Potential health risks from slow leakage are considerably greater if
H2S, SOX or NOX are sequestered along
with CO2. R&D needs to fully investigate and identify those
aspects of geologic sequestration that present probable risks (which
are different for each type of formation), appropriate actions can be
taken prior to the commencement of injection activities to obviate
occurrence of problems.
I strongly recommend the use of Probabilistic Risk Assessment (PRA)
as the preferred methodology for overall evaluation the complex, long
timeframe, process-driven geological storage of CO2. It
takes hundreds of parameters to describe the reservoir, the surrounding
geosphere, the CO2, water and other physical properties and
the injection wells. These parameters and processes interact to make up
a complex series of possible outcomes and impacts. PRA can
statistically quantify the uncertainty associated with the parameters,
describing the processes in deterministic model(s) and can integrate
all possible outcomes (all combinations of parameter perturbations),
including interactions. PRA can be used to focus government/private
resources on the most important parameters and processes and can
effectively guide both the science and regulation. It provides a
statistically rigorous method of ranking geological and anthropogenic
parameters and processes within a systems-oriented CO2
storage model. The PRA methodology can also be used to address health
and safety concerns, and economic performance factors.
I commend DOE's efforts to form a nationwide network of regional
partnerships to help determine the best approaches for capturing and
permanently storing CO2. Seven government/industry Regional
Carbon Sequestration Partnerships are currently determining the most
suitable technologies, regulations, and infrastructure needs for carbon
capture, storage, and sequestration in different areas of the country.
Based on the outcomes of these partnerships, I strongly recommend that
the government rapidly conceive and take appropriate steps to conduct
multiple large-scale demonstrations of geologic sequestration at
various sites across the United States. All steps necessary must be
taken to guarantee adequate monitoring, mitigation, and verification
(MM&V) aimed at providing an accurate accounting of stored
CO2 and a high level of confidence that the CO2
will remain sequestered permanently. Appropriate representation from
watchdog environmental groups need to be included in the oversight of
these projects to assure objectivity and to gain widespread public
acceptance.
Question 15. Does the use of a FT coal-derived diesel product have
an improved footprint for nitrous oxide, particulate matter, sulfur
dioxide, volatile organic compounds, and mercury over traditional
sources of diesel? Please quantify the per gallon differences for
criteria pollutant emissions that would result from consumption of a FT
coal-derived diesel product versus traditional, petroleum-derived,
diesel fuel.
Answer. Please see my answer to Question 9.
Question 16. China is aggressively pursuing development of a CTL
industry. If the U.S. does not, is it possible that we will be
importing CTL fuels from China in the future?

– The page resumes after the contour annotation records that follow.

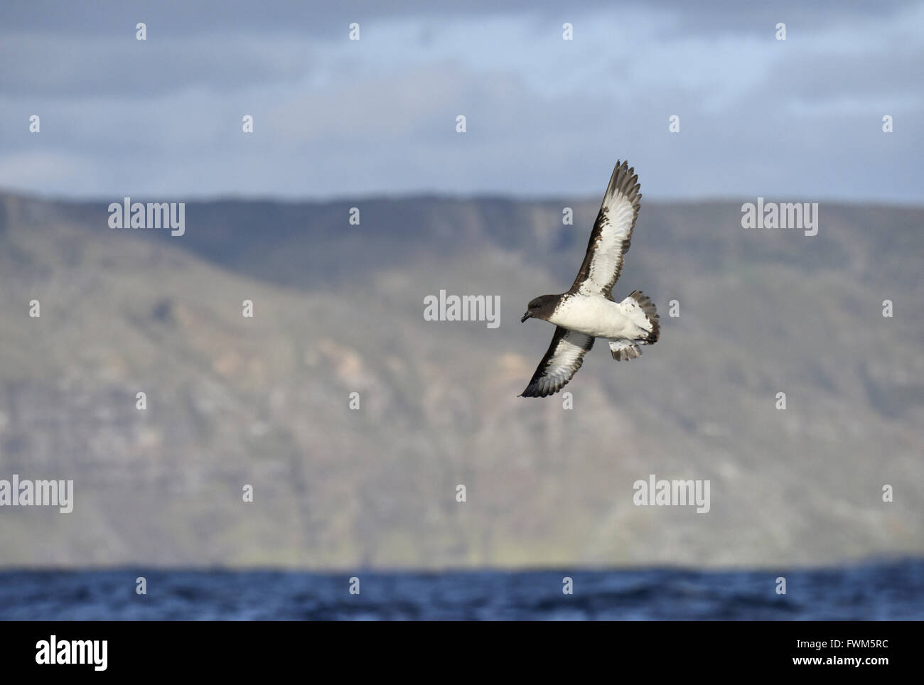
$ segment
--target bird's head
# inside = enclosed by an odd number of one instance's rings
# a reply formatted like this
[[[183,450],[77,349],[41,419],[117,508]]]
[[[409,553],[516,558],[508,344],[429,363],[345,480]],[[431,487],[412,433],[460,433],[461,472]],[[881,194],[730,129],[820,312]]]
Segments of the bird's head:
[[[528,318],[548,319],[552,316],[552,312],[555,310],[558,297],[556,294],[543,294],[531,300],[527,305],[526,314],[523,315],[520,323],[523,323]]]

What implications does this have for U.S. national security?
Answer. I am of the strong opinion that our own actions relative to
CTL and CBTL deployment are what count most with regard to our energy
security and national security. Secondarily, and accounting for
comparable environmental considerations, we should strongly encourage
and work with the Chinese to help them develop their own indigenous
fuel resources. This will relieve pressure on petroleum consumption
around the world and be highly positive for consumers in all countries,
while reducing purchases of crude oil from areas of the world that do
pose real energy and security threats to the U.S. Considering China's
significant growth and voracious appetite for fuels, it seems highly
unlikely that they will be selling their domestically-produced fuel
products, except perhaps to much closer neighboring countries. If our
country takes appropriate and timely steps to utilize our own natural
resources wisely, then we can become more secure and confident about a
promising future with adequate energy supply. Let's not leave it to the
next generation to satisfy these critical responsibilities.